REPUBLIKA.CO.ID, JAKARTA -- Setelah mendapatkan angin segar dari Kapolri yang membolehkan polwan untuk berhijab, kini institusi Polri menunda pembolehan itu. Alasannya, belum ada aturan yang jelas yang mengatur soal kedisiplinan berpakaian.
Menanggapi hal ini, Majelis Ulama Indonesia (MUI) menyatakan kekecewaannya. Bahkan MUI sempat curiga, apakah Polri hanya membohongi publik soal kebijakan tersebut.

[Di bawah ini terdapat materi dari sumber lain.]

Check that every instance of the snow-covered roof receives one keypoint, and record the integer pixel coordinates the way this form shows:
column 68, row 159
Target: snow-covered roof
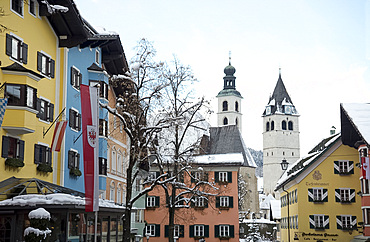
column 53, row 199
column 220, row 159
column 360, row 116
column 275, row 209
column 297, row 167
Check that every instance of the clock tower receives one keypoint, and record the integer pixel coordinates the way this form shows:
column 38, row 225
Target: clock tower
column 280, row 135
column 229, row 101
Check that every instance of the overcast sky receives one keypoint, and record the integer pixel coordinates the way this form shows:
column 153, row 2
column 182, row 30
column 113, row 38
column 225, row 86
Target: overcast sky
column 322, row 47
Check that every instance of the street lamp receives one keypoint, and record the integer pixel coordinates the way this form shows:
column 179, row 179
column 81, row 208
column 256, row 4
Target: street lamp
column 284, row 164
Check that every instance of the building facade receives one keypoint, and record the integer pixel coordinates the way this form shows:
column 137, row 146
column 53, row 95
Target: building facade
column 318, row 194
column 280, row 136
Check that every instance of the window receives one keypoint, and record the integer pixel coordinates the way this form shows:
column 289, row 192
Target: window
column 46, row 110
column 103, row 88
column 283, row 125
column 16, row 48
column 42, row 154
column 73, row 159
column 45, row 64
column 152, row 230
column 32, row 7
column 17, row 6
column 21, row 95
column 76, row 78
column 12, row 148
column 290, row 125
column 152, row 201
column 103, row 127
column 74, row 119
column 198, row 230
column 224, row 106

"Kita mengecewakan hal ini. Sudah diumumkan dan sudah ada yang melakukan untuk memakai jilbab, sekarang kok ditunda," ujar Ketua MUI Amidhan saat dihubungi Republika, Sabtu (30/11).
Amidhan mengatakan, seharusnya petinggi Polri bisa memaklumi. Memang diawal-awal ada ketidakseragaman yang ditimbulkan. Tapi hal itu hanyalah masalah kecil dan bisa disikapi secara bijak.
"Kalau soal (jilbab) yang warna-warni, mungkin awal-awal ya begitu, karena yang dia punya cuma itu," jelasnya. Apalagi soal anggaran untuk melaksanakan peraturan pembolehan berjilbab tersebut merupakan biaya pribadi. Polwan yang berjilbab tidak membebankan kostum jilbab mereka kepada institusi polri.
"Soal anggaran, mereka siap dengan biaya sendiri kok. Kalau soal (jilbab) warna warni bisa diatur sesuai dengan warna polisi, hitam misalnya," tutur Amidhan. "Ini ditunda, atau malah dihentikan?" sambungnya.
MUI terus mendesak Polri agar memberikan keterangan yang pasti. Jika memang ditunda, ia meminta Humas Polri untuk menjelaskan sampai kapan penundaan tersebut. "Sampai kapan? harus jelas dong. Tidak boleh hanya wacana. Ini menyangkut hukum dan kedisiplinan Polri sendiri," ujarnya.
Amidhan mengisahkan, di negara-negara Muslim lainnya tidak ada masalah jika mereka memakai jilbab atau atribut keislaman. Ia juga menceritakan salah seorang tentara di negara tetangga yang memakai serban. "Padahal dia tentara lho," tuturnya.